Hallucination resistance splits by vendor
Hallucination refusal is the cleanest cross-vendor effect in our data — and it is the inverse of the contradiction-detection ranking. Four of six models refuse probes about non-existent video content at ≥88% (Claude Sonnet 0.95, GPT-4o 0.95, Claude Haiku 0.93, Claude Opus 0.88). Both Gemini models are outliers: Flash refuses only 0.66 and Pro only 0.59, fabricating descriptions of non-existent events, objects, and details in 34–41% of probes. The within-Anthropic variance is small (≤7 pp); the cross-vendor gap is the dominant signal. Gemini 2.5 Flash is top-tier on contradiction detection and bottom-tier on hallucination refusal — a production stack that needs both cannot pick a single model from one vendor.
| Model | Temporal (B/A) | n_t | Halluc. Refusal | n_h |
|---|---|---|---|---|
| Claude Haiku 4.5 | 0.667 | 60 | 0.930 | 100 |
| Claude Opus 4.5 | 0.617 | 60 | 0.880 | 100 |
| Claude Sonnet 4.5 | 0.567 | 60 | 0.950 | 100 |
| Gemini 2.5 Flash | 0.564 | 55 | 0.663 | 95 |
| Gemini 2.5 Pro | 0.577 | 52 | 0.589 | 95 |
| GPT-4o | 0.583 | 60 | 0.950 | 100 |
Temporal binary ordering is at or just above chance. The highest before/after accuracy is 66.7% (Claude Haiku 4.5); the rest cluster 56–62% against a 50% chance baseline.

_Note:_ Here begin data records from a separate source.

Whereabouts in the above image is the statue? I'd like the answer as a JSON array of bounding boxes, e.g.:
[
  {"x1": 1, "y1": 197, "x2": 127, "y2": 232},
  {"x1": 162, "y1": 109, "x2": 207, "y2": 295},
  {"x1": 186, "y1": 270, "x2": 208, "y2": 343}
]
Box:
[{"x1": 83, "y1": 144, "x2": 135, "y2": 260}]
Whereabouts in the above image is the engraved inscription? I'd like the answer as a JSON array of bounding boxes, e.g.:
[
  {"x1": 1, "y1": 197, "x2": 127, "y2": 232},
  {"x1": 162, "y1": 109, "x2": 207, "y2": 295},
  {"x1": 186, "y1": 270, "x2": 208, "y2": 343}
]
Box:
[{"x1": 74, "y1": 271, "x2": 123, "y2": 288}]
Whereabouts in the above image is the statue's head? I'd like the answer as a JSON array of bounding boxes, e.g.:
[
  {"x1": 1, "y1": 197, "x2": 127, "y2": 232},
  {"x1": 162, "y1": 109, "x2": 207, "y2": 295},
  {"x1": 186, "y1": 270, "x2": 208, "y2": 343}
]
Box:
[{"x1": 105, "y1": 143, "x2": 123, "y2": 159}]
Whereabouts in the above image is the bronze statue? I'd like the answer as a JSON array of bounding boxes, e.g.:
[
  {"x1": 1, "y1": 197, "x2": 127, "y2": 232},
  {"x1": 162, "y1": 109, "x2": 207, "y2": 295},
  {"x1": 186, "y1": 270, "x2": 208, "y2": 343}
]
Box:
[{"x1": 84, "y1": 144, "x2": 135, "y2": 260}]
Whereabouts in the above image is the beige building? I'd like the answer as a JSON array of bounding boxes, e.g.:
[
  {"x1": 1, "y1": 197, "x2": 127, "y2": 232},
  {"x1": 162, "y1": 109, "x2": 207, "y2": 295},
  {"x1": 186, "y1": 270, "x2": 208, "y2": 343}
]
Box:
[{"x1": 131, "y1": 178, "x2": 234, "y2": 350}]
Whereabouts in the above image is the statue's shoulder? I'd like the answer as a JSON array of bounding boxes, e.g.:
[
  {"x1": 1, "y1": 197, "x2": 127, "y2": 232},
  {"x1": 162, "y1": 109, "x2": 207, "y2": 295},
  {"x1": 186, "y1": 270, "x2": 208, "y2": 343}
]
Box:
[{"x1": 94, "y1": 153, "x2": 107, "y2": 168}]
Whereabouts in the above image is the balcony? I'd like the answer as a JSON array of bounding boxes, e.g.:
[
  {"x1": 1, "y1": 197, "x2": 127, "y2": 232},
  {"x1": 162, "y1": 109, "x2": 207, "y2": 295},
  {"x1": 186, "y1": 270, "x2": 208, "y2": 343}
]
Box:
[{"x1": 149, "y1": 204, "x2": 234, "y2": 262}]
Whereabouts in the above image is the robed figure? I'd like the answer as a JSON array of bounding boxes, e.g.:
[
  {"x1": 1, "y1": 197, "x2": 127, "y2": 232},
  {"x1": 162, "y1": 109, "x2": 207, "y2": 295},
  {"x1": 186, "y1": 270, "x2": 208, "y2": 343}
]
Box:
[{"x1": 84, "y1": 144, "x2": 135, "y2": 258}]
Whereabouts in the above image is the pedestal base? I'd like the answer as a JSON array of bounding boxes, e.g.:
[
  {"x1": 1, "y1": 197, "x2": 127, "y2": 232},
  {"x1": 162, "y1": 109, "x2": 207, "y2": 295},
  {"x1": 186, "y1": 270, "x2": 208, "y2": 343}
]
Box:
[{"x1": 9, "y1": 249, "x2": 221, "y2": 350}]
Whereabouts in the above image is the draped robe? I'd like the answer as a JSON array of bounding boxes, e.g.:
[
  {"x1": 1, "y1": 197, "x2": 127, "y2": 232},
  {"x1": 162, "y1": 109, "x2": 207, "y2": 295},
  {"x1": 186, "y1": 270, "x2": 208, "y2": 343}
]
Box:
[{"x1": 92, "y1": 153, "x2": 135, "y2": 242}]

Open-ended temporal questions ("what happened immediately after X?" and "what happened between X and Y?") score zero for every model under our exact-substring scorer, but the raw responses are plausible paraphrases that don't satisfy strict matching. We report only the binary sub-score here. Temporal ordering remains hard even for models that excel at contradiction detection on the same videos.

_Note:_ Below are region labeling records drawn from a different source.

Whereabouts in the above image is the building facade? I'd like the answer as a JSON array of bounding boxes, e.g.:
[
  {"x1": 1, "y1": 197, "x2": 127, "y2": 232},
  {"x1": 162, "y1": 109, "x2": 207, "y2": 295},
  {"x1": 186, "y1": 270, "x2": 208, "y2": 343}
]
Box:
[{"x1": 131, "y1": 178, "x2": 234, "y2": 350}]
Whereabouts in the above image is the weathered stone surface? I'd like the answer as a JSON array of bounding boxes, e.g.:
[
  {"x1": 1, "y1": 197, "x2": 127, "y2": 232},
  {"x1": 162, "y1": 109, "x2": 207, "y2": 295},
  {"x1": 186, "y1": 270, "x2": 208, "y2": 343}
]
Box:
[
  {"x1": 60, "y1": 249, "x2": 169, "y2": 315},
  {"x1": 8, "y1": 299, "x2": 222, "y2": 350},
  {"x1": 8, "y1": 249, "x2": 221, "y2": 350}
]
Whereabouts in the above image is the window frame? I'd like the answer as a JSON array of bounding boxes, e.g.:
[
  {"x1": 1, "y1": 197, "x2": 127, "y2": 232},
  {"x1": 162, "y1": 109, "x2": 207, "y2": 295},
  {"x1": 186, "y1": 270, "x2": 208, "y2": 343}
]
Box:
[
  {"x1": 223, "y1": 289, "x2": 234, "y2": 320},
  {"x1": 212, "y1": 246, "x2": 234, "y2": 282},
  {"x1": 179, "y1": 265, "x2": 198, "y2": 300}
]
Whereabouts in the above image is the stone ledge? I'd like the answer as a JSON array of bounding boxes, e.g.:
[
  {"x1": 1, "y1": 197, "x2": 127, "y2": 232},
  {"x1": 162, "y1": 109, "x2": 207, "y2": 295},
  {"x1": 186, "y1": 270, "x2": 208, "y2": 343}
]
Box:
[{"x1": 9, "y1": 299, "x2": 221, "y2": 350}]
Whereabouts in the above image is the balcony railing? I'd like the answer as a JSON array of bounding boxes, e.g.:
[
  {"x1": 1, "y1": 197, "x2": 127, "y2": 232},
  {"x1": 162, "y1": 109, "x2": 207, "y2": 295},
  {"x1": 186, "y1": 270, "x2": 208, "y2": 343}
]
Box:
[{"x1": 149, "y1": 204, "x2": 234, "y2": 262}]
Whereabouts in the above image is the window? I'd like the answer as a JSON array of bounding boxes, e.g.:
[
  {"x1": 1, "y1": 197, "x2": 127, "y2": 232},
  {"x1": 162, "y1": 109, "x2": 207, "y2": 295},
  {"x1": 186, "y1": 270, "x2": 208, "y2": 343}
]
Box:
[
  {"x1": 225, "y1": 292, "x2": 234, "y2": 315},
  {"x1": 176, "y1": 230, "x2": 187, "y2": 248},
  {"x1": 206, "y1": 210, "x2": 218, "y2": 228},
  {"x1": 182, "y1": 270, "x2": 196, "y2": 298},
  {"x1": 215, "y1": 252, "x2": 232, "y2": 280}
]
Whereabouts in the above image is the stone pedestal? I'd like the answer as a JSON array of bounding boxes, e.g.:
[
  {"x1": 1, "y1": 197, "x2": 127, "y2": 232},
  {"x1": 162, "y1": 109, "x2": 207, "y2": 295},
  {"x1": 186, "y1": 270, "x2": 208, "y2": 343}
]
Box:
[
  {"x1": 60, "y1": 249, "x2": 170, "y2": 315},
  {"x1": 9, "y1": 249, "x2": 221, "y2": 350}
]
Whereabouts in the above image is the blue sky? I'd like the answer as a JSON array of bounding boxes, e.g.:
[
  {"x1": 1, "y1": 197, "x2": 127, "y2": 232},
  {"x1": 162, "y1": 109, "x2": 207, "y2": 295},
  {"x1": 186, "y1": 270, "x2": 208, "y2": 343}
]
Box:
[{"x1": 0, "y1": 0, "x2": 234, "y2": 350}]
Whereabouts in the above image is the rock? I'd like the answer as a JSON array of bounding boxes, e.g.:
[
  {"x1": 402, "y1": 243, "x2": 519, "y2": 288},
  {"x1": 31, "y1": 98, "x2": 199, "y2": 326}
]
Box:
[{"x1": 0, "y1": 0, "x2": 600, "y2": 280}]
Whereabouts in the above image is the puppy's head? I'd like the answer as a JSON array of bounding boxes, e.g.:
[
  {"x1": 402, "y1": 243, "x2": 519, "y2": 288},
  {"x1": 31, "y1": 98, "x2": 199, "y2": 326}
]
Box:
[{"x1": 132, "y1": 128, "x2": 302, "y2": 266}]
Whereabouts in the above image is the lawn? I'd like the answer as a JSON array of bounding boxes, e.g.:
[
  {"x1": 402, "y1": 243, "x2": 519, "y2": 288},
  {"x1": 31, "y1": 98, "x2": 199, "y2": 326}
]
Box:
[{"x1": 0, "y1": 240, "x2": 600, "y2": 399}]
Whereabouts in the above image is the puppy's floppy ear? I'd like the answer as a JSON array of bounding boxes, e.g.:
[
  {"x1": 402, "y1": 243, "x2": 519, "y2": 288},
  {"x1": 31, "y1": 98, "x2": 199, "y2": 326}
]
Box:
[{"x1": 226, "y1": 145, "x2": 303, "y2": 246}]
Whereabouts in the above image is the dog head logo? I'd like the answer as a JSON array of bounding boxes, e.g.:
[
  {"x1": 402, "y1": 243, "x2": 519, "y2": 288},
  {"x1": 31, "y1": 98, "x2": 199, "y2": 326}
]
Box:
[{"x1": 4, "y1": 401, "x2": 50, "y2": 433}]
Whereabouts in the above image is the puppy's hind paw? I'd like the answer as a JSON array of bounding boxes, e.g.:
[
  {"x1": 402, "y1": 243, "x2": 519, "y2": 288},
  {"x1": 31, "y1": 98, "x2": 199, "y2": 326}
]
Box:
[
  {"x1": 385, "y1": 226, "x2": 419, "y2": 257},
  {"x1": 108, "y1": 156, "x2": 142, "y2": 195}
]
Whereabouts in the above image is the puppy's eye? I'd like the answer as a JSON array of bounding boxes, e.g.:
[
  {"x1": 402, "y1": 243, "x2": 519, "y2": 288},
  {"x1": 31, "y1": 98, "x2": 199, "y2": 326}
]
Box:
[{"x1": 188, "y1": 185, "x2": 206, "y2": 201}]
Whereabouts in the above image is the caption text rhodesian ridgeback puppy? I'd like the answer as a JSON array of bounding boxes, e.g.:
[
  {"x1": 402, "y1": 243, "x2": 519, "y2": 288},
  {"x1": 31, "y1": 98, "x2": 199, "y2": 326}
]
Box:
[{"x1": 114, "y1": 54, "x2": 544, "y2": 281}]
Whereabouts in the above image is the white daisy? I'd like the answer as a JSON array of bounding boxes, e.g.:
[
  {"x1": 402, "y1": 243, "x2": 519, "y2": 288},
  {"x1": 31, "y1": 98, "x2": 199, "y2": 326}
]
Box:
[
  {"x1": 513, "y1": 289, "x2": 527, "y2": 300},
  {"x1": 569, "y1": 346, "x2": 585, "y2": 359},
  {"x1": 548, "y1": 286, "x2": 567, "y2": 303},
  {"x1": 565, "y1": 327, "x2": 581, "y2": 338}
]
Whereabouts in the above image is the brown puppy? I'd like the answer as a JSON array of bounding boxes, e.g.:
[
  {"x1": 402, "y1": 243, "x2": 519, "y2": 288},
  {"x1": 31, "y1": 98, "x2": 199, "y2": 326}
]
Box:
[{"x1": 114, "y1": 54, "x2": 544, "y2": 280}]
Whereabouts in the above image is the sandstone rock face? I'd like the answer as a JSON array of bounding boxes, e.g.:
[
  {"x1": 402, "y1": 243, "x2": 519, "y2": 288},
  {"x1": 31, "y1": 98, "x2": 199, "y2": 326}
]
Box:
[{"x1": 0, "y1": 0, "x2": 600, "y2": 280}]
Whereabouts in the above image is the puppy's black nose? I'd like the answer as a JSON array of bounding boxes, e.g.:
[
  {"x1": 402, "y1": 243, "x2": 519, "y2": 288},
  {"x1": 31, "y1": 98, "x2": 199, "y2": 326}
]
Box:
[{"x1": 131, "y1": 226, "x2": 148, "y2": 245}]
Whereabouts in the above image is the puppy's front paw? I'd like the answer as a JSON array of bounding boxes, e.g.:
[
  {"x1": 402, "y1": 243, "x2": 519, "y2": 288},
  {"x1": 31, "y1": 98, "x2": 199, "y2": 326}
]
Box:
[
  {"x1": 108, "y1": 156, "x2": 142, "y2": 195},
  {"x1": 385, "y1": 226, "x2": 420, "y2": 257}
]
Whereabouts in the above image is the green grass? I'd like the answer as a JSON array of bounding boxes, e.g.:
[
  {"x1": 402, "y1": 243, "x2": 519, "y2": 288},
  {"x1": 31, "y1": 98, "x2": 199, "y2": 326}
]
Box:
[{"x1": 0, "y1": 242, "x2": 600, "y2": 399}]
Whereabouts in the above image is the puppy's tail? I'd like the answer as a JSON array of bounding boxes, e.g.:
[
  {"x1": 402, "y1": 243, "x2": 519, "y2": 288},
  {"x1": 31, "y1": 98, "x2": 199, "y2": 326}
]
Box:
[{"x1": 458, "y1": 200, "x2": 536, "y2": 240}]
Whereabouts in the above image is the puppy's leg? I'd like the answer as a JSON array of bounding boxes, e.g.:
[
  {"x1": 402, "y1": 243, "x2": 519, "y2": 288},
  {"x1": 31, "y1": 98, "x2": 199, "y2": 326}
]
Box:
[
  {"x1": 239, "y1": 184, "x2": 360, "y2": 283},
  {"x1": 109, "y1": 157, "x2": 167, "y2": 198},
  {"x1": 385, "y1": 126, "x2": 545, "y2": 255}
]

A cross-model breakdown of the hallucination rate by trigger category shows existence probes ("did the speaker hold up a specific object at time X?" when that object never appears) elicit the highest average hallucination at 33.3% (CI very wide due to small per-model n), followed by specific-detail at 24.6%. Counting and temporal-reference probes are safest at 17.2% and 16.3%; spatial-reference safest of all at 10.0%. A concrete deployment recommendation: when the decisive probe can be phrased as a count, phrase it as a count.
Safety implications
No single model wins all four axes, and the within-vendor hierarchy inverts the usual expectation that bigger beats smaller. Claude Haiku 4.5 ties for top on contradictions and L6 omission, is mid-pack on sycophancy (26.7 pp gap), and is the best on temporal binary ordering; it is outperformed by its own family members on hallucination refusal. Gemini 2.5 Flash is top-tier on contradictions and the most sycophancy-robust model, but bottom-tier on hallucination refusal alongside Gemini 2.5 Pro. GPT-4o is near-perfect on L1–L4 and strong on L6 but middle-of-the-pack on sycophancy. A production verification stack may want different models for different subtasks rather than a single composite winner.

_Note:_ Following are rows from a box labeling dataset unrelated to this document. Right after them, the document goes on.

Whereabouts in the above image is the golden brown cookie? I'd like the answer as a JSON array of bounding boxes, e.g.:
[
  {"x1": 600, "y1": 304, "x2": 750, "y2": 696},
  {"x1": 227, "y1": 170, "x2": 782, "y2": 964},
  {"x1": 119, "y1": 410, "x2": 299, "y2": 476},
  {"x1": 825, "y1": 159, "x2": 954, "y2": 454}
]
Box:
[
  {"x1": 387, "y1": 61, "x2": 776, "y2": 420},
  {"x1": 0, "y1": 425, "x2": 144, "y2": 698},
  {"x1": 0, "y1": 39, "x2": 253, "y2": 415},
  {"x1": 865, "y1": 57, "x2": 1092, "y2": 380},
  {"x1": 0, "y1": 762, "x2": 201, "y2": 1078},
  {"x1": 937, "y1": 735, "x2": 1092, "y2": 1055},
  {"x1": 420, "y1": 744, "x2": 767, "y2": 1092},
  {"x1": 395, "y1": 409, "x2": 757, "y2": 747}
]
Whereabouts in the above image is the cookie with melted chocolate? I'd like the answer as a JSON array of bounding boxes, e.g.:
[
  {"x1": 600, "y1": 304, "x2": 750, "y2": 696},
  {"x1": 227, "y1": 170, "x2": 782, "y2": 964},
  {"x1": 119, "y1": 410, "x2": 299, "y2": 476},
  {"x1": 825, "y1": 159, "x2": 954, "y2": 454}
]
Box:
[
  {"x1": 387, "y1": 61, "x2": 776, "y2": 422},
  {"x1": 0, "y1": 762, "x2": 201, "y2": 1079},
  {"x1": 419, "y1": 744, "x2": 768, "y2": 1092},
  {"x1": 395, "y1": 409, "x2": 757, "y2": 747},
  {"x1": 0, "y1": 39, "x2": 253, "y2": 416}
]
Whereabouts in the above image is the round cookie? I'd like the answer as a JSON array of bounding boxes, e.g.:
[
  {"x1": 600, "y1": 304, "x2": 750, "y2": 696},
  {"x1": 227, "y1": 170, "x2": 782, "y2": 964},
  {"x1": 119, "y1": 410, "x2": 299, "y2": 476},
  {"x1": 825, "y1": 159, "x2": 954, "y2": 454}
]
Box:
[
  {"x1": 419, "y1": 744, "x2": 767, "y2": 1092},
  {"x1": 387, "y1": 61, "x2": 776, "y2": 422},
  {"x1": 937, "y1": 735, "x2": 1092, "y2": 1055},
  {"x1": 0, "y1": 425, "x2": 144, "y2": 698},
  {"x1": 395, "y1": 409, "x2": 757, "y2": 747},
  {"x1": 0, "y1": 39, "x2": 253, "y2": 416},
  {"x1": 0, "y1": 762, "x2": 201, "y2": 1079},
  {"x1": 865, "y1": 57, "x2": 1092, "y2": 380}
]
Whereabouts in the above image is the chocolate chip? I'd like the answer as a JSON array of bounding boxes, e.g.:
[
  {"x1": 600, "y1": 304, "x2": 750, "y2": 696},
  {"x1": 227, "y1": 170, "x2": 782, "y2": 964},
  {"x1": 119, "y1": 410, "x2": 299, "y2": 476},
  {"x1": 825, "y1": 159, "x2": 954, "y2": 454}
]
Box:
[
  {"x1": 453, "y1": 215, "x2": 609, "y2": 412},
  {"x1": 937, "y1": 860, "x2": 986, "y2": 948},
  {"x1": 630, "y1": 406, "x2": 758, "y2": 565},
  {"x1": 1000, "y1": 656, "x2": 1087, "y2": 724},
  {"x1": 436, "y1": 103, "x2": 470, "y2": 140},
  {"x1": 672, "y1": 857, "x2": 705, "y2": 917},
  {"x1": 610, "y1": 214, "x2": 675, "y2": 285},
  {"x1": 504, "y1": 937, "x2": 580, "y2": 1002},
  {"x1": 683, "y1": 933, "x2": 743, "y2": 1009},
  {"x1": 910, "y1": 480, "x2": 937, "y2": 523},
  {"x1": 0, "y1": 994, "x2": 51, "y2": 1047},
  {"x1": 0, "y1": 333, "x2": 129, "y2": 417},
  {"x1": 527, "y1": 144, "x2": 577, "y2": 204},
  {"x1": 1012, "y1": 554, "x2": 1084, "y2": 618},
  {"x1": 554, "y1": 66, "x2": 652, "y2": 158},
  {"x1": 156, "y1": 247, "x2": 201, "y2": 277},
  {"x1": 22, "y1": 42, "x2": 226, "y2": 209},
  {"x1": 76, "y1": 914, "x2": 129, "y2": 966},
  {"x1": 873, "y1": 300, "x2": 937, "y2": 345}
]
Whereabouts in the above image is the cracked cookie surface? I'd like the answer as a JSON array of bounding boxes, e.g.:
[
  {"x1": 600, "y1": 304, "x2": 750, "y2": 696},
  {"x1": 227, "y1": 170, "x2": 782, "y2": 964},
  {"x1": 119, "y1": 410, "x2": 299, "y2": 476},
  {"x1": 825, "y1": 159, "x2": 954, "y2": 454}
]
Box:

In adversarial settings — misinformation, fraud — bad actors naturally frame false claims with authority. Every frontier model in our slate loses at least 24 percentage points of contradiction-detection accuracy under an "already-verified" preamble, with Claude Opus 4.5 losing 60 pp. Model selection alone cannot provide sycophancy robustness on this tier. Defenders should assume adversarial framing will land, monitor for the preamble patterns that trigger it, and pair video verification with independent retrieval-augmented checks. Sample sizes are adequate to catch the large effects we report but too small for close pair rankings. Human inter-annotator agreement has not been performed. The caption-only ablation we release is a methodology control for benchmark designers: any video-language benchmark whose input pipeline can silently fail will produce model rankings that look plausible but measure the wrong thing — hard-failing on missing video input and publishing a caption-only baseline together rule that class of artifact out.